Monday, March 18, 2019

Overheard at GCPA MISO South Regional Conference

NEW ORLEANS — MISO CEO John Bear opened the Gulf Coast Power Association’s MISO South Regional Conference with a recap of the RTO’s strategic initiatives and the five “500-year” storms he said the region has experienced in less than four years.

“I’m not a statistician, but I think that means they’re not 500-year storms anymore. This polar vortex thing … is real, and it’s happening on a more frequent basis. I’ll leave for debate why it’s happening … but we don’t really care.
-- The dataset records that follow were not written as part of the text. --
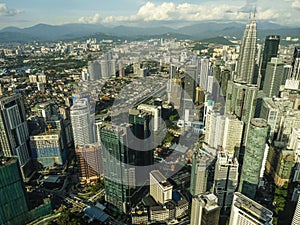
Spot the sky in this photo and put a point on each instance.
(25, 13)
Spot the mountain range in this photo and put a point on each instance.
(199, 31)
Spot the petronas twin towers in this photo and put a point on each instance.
(246, 61)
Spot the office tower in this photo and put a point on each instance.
(204, 71)
(296, 217)
(142, 137)
(273, 78)
(225, 179)
(246, 60)
(89, 161)
(233, 133)
(270, 112)
(254, 155)
(280, 163)
(94, 70)
(172, 74)
(155, 111)
(160, 188)
(12, 199)
(199, 175)
(119, 177)
(176, 92)
(270, 51)
(241, 101)
(214, 129)
(287, 73)
(248, 212)
(190, 86)
(14, 137)
(296, 64)
(205, 210)
(82, 123)
(48, 148)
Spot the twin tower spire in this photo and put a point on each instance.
(246, 62)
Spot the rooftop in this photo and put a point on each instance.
(251, 207)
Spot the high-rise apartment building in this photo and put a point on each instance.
(273, 77)
(48, 148)
(205, 210)
(142, 137)
(199, 174)
(253, 158)
(14, 136)
(190, 83)
(241, 101)
(13, 197)
(89, 161)
(270, 51)
(246, 60)
(225, 179)
(214, 129)
(296, 64)
(160, 188)
(296, 217)
(248, 212)
(233, 132)
(119, 177)
(82, 123)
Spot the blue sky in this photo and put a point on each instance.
(115, 12)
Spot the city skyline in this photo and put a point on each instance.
(139, 13)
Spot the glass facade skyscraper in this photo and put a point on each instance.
(253, 158)
(12, 192)
(270, 50)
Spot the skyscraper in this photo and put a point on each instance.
(253, 158)
(205, 210)
(190, 85)
(296, 64)
(118, 179)
(233, 132)
(14, 137)
(225, 179)
(89, 162)
(82, 123)
(248, 212)
(160, 188)
(270, 51)
(246, 60)
(199, 175)
(296, 217)
(241, 101)
(273, 77)
(142, 147)
(12, 199)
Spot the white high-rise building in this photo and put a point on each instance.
(246, 60)
(160, 188)
(233, 132)
(248, 212)
(199, 175)
(82, 124)
(214, 129)
(205, 210)
(225, 179)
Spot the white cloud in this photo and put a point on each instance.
(5, 11)
(294, 3)
(213, 10)
(90, 19)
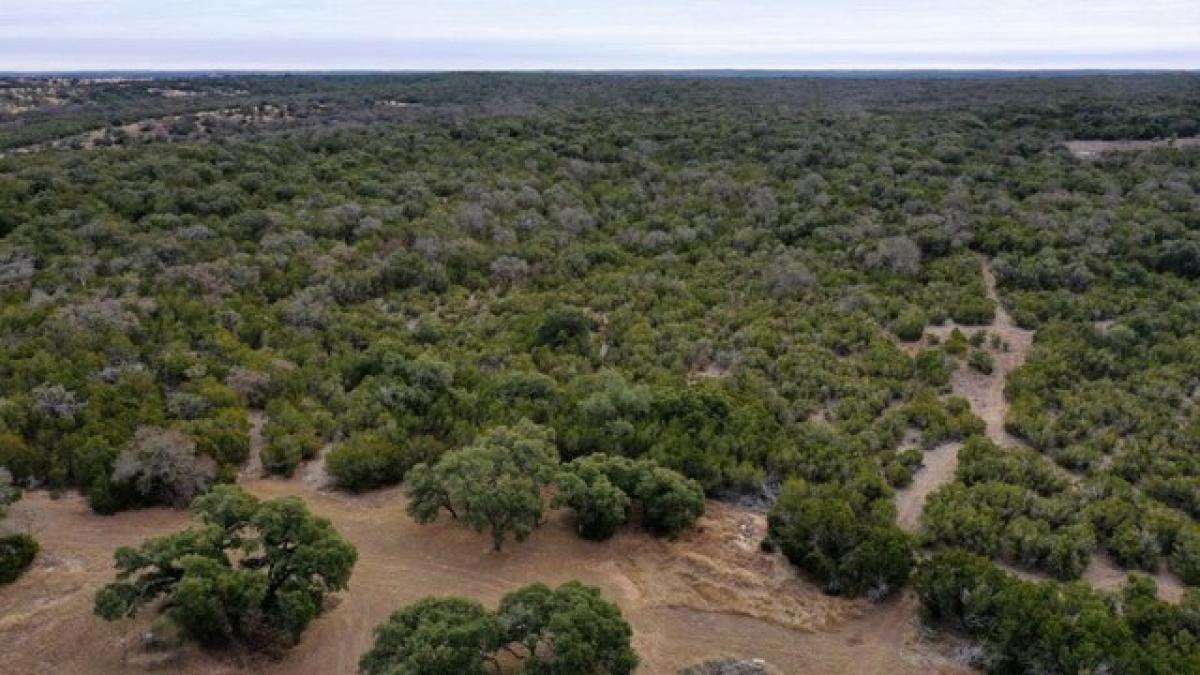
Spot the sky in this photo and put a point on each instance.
(58, 35)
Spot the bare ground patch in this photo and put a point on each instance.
(708, 593)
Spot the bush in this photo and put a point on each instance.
(495, 484)
(601, 488)
(1047, 627)
(670, 501)
(982, 360)
(567, 631)
(564, 328)
(17, 553)
(910, 326)
(432, 637)
(370, 460)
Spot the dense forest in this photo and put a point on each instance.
(635, 292)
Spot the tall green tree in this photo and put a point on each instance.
(244, 571)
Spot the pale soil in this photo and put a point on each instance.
(1095, 149)
(709, 593)
(1103, 574)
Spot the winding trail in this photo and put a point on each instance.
(985, 393)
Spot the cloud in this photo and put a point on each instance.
(617, 34)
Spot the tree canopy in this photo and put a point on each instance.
(249, 571)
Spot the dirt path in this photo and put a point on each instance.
(937, 469)
(709, 593)
(985, 393)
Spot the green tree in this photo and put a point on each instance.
(600, 507)
(847, 544)
(671, 502)
(245, 569)
(435, 637)
(569, 631)
(495, 484)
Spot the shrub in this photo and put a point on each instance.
(17, 553)
(601, 489)
(982, 360)
(567, 631)
(515, 465)
(435, 635)
(670, 501)
(162, 467)
(910, 326)
(246, 571)
(564, 328)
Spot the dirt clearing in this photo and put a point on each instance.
(985, 393)
(707, 595)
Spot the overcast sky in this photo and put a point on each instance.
(598, 34)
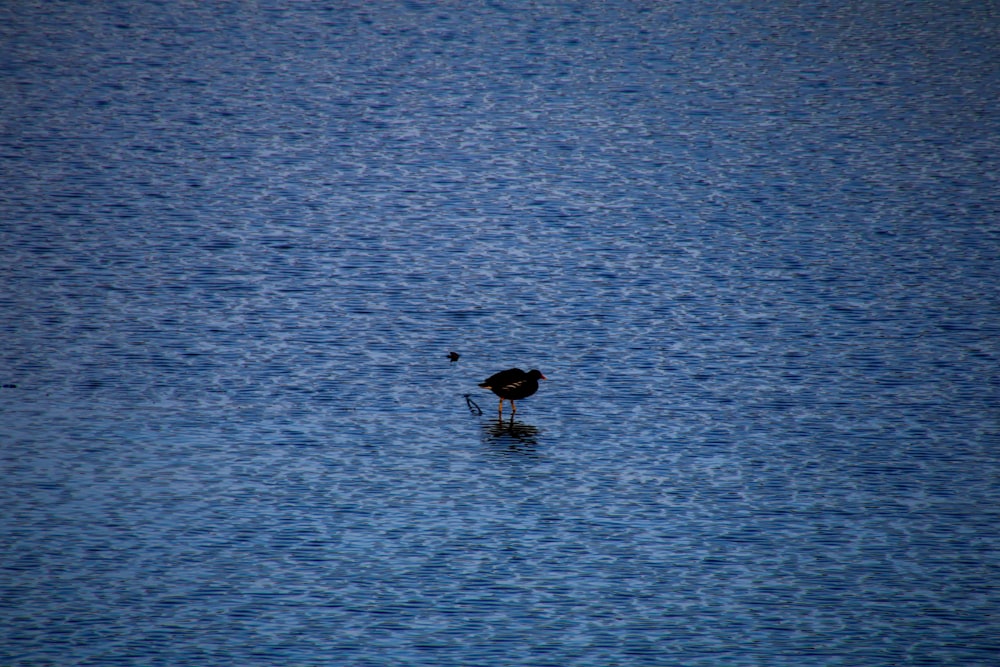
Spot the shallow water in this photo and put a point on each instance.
(753, 248)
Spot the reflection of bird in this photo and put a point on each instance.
(513, 384)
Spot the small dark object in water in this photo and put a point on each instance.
(473, 406)
(513, 384)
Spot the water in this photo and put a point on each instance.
(753, 247)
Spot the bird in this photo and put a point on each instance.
(513, 384)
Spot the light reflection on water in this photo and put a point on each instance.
(752, 249)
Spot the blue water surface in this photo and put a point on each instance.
(753, 246)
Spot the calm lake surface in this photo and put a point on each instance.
(754, 247)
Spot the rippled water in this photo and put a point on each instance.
(754, 248)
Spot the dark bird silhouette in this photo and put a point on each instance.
(513, 384)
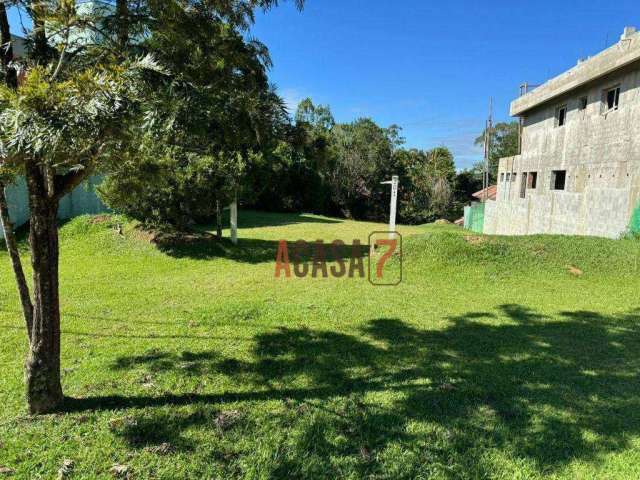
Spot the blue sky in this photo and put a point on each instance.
(430, 66)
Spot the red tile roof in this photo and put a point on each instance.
(492, 192)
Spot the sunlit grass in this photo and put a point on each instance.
(495, 358)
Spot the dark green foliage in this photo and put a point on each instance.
(337, 168)
(214, 119)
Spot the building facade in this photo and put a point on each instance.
(579, 168)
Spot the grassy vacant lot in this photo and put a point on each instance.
(496, 358)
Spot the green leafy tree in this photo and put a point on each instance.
(427, 184)
(362, 157)
(82, 107)
(219, 116)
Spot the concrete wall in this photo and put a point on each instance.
(600, 152)
(83, 200)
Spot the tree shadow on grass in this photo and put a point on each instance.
(249, 250)
(548, 389)
(256, 219)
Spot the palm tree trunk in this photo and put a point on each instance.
(44, 389)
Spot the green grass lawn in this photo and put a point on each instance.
(490, 360)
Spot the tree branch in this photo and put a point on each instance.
(65, 184)
(14, 253)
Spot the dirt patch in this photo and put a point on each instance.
(575, 271)
(99, 219)
(474, 239)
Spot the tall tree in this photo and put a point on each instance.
(73, 113)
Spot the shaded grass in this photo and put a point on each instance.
(491, 360)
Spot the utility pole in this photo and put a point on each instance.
(234, 219)
(487, 151)
(394, 182)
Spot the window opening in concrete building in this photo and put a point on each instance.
(561, 116)
(611, 99)
(558, 179)
(582, 103)
(523, 185)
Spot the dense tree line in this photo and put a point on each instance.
(337, 169)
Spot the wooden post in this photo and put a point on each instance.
(394, 182)
(234, 221)
(394, 205)
(218, 220)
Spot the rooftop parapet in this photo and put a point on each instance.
(623, 53)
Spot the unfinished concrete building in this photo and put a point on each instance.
(578, 172)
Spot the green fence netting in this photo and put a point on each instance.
(634, 226)
(83, 200)
(474, 217)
All we know is that it is happening and we have to deal with it.”

About 200 attorneys, analysts, regulators and other stakeholders attended the Gulf Coast Power Association’s MISO South Regional Conference in New Orleans last week. | © RTO Insider

Bear also responded to concerns he has heard from state regulators and others that MISO’s costs are rising.

He said the RTO’s administrative charge is still about 38 cents/MWh, “which is right with PJM, which is half [the rate] of the next RTO that’s even close to us because of our scale and our ability to manage costs.”

He acknowledged that MISO’s transmission costs have risen but said the $5.6 billion invested as a result of the RTO’s Transmission Expansion Plan will produce energy cost savings of at least a 3-to-1 ratio. “So, the energy costs are going down while the transmission costs are going up.”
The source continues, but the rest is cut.